Il primo tema, del quale qui ci occuperemo, suscita un riflessione critica sul concetto di prodotto interno lordo e, per tale ragione, potrebbe avere in futuro effetti notevoli sulle nostre vite.

Più Pil, più benessere?

Concepito quale strumento di misurazione della capacità produttiva del periodo bellico, il Pil è diventato negli anni una sorta di metro del benessere di una nazione: la sua crescita suscita plauso, la sua stagnazione genera preoccupazione. Ciò accade per diverse ragioni, anche condivisibili, tra le quali i riflessi sull’occupazione. Eppure, lo stesso Simon Kuznets, il suo principale ideatore, ha sottolineato più volte l’errore insito nella formula "più Pil = più benessere".

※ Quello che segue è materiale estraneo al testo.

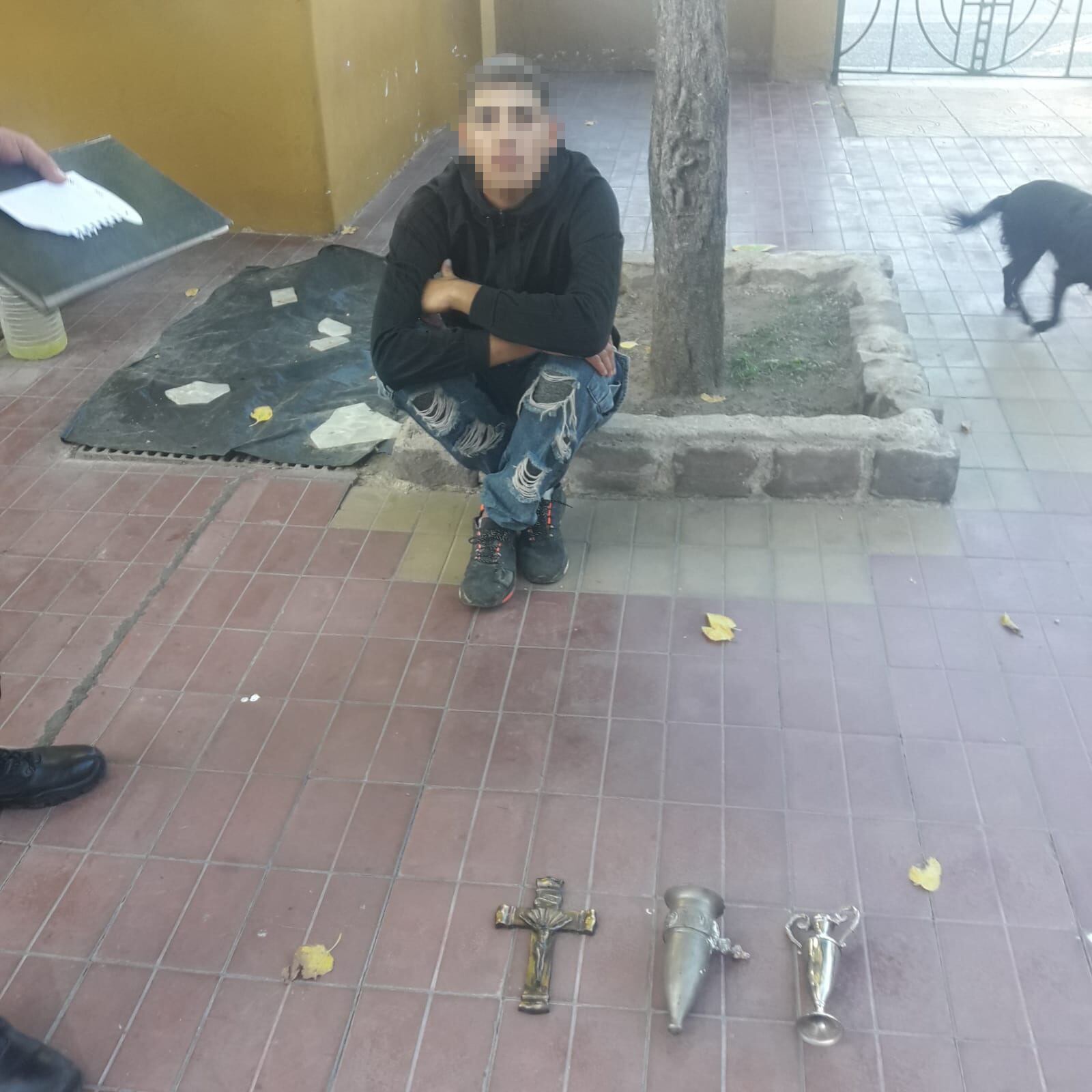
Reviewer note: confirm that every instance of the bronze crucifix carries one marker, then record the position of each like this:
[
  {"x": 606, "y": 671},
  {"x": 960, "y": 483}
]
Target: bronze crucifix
[{"x": 545, "y": 920}]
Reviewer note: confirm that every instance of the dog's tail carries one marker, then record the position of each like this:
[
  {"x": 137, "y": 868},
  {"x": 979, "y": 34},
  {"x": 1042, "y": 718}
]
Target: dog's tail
[{"x": 961, "y": 220}]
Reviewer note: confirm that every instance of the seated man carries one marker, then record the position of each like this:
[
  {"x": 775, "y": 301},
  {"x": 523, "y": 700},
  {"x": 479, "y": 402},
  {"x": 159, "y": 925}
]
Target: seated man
[{"x": 513, "y": 257}]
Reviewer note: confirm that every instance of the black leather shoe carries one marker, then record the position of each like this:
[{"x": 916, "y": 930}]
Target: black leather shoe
[
  {"x": 540, "y": 549},
  {"x": 43, "y": 777},
  {"x": 491, "y": 576},
  {"x": 30, "y": 1066}
]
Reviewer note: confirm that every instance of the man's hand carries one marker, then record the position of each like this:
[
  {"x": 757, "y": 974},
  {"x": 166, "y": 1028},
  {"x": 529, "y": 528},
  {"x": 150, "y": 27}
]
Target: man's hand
[
  {"x": 603, "y": 362},
  {"x": 16, "y": 147},
  {"x": 448, "y": 293}
]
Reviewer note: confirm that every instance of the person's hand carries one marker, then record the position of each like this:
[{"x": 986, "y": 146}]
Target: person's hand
[
  {"x": 436, "y": 298},
  {"x": 603, "y": 362},
  {"x": 19, "y": 149}
]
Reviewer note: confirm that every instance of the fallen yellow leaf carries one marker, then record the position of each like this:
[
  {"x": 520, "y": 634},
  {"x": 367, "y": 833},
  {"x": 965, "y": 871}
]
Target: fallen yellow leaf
[
  {"x": 311, "y": 961},
  {"x": 720, "y": 628},
  {"x": 926, "y": 876}
]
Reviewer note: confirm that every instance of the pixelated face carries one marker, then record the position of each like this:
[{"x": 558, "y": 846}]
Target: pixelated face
[{"x": 509, "y": 136}]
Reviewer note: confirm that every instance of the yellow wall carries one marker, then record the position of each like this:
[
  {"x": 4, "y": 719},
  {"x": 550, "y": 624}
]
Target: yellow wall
[
  {"x": 804, "y": 40},
  {"x": 218, "y": 94},
  {"x": 792, "y": 38},
  {"x": 389, "y": 74}
]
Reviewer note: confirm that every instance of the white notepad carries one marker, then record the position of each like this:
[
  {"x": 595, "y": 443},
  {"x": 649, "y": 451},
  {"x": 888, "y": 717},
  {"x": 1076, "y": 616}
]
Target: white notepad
[{"x": 76, "y": 207}]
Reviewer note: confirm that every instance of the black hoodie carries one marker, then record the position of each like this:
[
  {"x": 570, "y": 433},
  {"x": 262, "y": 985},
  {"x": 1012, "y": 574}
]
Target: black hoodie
[{"x": 549, "y": 272}]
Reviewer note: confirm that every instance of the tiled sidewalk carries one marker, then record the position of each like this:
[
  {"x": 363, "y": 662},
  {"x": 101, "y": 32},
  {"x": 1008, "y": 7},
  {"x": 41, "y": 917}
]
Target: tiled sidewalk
[{"x": 409, "y": 766}]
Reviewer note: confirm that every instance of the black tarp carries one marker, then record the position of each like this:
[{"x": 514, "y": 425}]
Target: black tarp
[{"x": 263, "y": 354}]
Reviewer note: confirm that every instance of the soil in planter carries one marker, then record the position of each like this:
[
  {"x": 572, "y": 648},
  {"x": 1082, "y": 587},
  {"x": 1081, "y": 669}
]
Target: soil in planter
[{"x": 784, "y": 354}]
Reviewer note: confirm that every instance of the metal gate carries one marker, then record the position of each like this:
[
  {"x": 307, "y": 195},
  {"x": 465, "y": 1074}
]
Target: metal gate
[{"x": 971, "y": 38}]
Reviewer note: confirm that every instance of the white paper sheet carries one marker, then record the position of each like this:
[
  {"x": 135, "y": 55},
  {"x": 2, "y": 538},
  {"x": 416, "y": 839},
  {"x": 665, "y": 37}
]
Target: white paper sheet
[
  {"x": 198, "y": 393},
  {"x": 324, "y": 343},
  {"x": 355, "y": 424},
  {"x": 334, "y": 329},
  {"x": 76, "y": 207}
]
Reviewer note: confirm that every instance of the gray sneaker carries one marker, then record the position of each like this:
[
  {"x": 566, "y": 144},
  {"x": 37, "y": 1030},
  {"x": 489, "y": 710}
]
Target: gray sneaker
[
  {"x": 541, "y": 549},
  {"x": 489, "y": 580}
]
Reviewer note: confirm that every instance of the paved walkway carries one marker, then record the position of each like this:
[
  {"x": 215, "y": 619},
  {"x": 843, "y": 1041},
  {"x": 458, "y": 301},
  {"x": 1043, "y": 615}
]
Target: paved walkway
[{"x": 407, "y": 766}]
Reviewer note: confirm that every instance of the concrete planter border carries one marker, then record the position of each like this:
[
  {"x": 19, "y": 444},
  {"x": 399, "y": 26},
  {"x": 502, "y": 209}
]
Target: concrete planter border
[{"x": 895, "y": 450}]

Poiché il Pil aumenta ogni volta che si verifica una transazione nell’economia, inevitabilmente la sua crescita tende a essere connessa a spese che, in alcuni casi, rappresentano un indizio di malessere più che di benessere, come quelle associate ad esempio, a disastri ecologici, alla lotta alla criminalità, ai divorzi. Spese sostenute per la bonifica di un oil spill, oppure per la cura di un tumore da inquinamento, pur facendo crescere il Pil, sono sintomi di un danno per l’ambiente e per l’uomo. Su questo fronte, anche per il più bravo degli avvocati difensori, è difficile soccorrere il Pil. Una crescita della spesa per il Prozac, pur stimolando il Pil, non implica una maggiore felicità.

L’impronta ecologica

Ora, a questa pars destruens si affianca una pars costruens, spesso trascurata dai detrattori del Pil. Esterna alla tradizione economica, abbiamo una classe di indicatori sintetici, di tipo fisico che, prescindendo dal Pil, cercano di misurare la qualità dell’ambiente o lo sforzo che a esso chiediamo.
Un esempio è rappresentato dal concetto di impronta ecologica ("ecological footprint") che misura l’incidenza esercitata da una certa popolazione sul territorio, in termini di ettari utilizzati per lo svolgimento delle sue attività.
L’impronta ecologica di un abitante medio degli Stati Uniti è di 10,3 ettari, mentre il territorio procapite disponibile è di 6,7 ettari, il che significa che la pressione sul territorio è eccessiva (+3.6). Analoghe situazioni riscontriamo in altri paesi: tra gli altri, Singapore (+7.1), Giappone (+3,4), Svizzera (+3,2), Germania (+3,4), Italia (+2,9).
Altro strumento interessante è il barometro della sostenibilità, che combina indicatori elementari in due dati sintetici: uno riferito agli esseri umani, un altro all’ecosistema.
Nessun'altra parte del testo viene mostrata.